Sawchuk v. City Univ. Constr. Fund, Index No. 155304/2016, 01/13/2017 (Ramos, J.)

Motion to Dismiss; Statute of Limitations; Doctrine of Laches; State Finance Law §123-b

By: Paulina Zaferiou | Staff Writer

Defendant, City University Construction Fund (“CUCF”), solicited proposal requests for a public works contract. CUCF awarded a public works contract to Hill International, Inc., which the parties entered into in 2011. In 2016, Plaintiff, a citizen taxpayer, commenced this action, seeking a declaration that the public works contract was illegal, null, and void under General Municipal Law §101 and §103. In response, Defendant moved to dismiss Plaintiff’s action.

Defendant made four arguments in support of their motion.
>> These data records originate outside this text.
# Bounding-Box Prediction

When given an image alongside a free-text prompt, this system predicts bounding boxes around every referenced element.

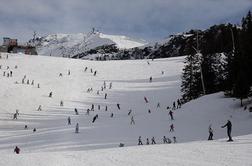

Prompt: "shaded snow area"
[0,53,251,165]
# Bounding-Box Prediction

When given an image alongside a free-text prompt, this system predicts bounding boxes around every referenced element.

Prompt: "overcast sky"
[0,0,251,42]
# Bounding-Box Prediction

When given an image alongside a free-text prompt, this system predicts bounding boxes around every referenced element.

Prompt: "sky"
[0,0,251,42]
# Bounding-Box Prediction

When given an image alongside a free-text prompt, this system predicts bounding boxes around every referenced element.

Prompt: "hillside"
[0,53,251,165]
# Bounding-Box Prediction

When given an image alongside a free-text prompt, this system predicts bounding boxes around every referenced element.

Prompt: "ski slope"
[0,53,251,165]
First, Defendant argued that Plaintiff did not commence the action within the one-year time limit. Second, Defendant argued Plaintiff’s action was untimely under the six-year “residuary” clause pursuant to CPLR § 213(1), meaning even if the statute of limitations were six years, it was still not brought within that time. Third, Defendant argued Plaintiff’s action is barred by the doctrine of laches, in that voiding the contract would cause disorder and disruption, forcing CUCF to appoint a new manager or a new management service even though the project was mostly complete. Fourth, Defendant argued Plaintiff did not have standing to bring the action because under State Finance Law § 123-b, CUCF is not an officer or employee of the state. Defendant asserted that since CUCF is a public benefit corporation it is considered to be independent and autonomous and a citizen taxpayer cannot bring an action against it.

In opposition, Plaintiff argued the applicability of the one-year statute of limitations depended on if he was seeking a forfeiture of money, which he was not in this case. Plaintiff further argued that CUCF’s acceptance of funding from the state is sufficient to consider it a state actor, thereby giving him standing to bring this action. In response to the laches argument, Plaintiff referenced a case where the delay in action did not harm the Defendant.
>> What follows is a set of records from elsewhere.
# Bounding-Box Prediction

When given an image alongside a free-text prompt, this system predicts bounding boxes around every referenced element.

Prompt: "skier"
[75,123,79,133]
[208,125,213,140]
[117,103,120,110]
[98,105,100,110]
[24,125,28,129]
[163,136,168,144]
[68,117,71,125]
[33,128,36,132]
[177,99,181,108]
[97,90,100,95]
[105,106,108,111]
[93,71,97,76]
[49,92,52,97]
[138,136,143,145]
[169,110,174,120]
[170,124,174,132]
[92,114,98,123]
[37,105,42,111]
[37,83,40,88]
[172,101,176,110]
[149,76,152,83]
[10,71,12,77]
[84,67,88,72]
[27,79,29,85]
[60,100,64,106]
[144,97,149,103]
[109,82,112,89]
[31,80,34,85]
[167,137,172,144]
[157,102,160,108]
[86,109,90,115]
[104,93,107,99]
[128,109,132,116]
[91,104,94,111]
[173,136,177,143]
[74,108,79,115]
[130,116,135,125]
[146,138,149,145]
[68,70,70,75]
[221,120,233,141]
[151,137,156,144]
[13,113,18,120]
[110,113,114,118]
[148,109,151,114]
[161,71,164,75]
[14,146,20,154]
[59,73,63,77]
Generally, on a motion to dismiss, the defendant has the initial burden of establishing prima facie that the statute of limitations has run out. Moreover, under State Finance Law § 123-b, a citizen taxpayer action must be commenced within one year after the contract was entered into.
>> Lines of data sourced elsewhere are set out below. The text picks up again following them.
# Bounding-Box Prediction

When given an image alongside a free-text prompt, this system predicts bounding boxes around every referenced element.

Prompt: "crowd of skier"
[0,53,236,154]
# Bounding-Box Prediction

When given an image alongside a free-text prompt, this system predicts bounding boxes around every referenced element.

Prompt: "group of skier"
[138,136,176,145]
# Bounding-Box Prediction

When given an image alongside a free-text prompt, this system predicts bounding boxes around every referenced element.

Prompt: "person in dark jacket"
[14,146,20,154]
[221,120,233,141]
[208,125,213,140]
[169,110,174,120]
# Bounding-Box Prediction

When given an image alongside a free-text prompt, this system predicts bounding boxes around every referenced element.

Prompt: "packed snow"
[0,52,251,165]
The Court determined that Plaintiff did not present sufficient evidence to show a justification in his delay in bringing the current action. The Court held that CUCF was not an “officer or employee of the state” under State Finance Law § 123-b, reasoning that it would be poor public policy to classify CUCF as an officer of the state. Courts have occasionally allowed citizens to have standing where there is an “impenetrable barrier” to reaching judicial scrutiny of executive or legislative actions. In this case, the Court felt that there was no such barrier to judicial review. In regards to the laches argument, the Court reasoned that a clear display of harm and prejudice if the public works contract was invalidated after six years was shown.

The Court held that Plaintiff’s arguments were unpersuasive and granted the Defendant’s motions to dismiss.

Sawchuk v. City Univ. Constr. Fund, Index No. 155304/2016, 01/13/2017 (Ramos, J.)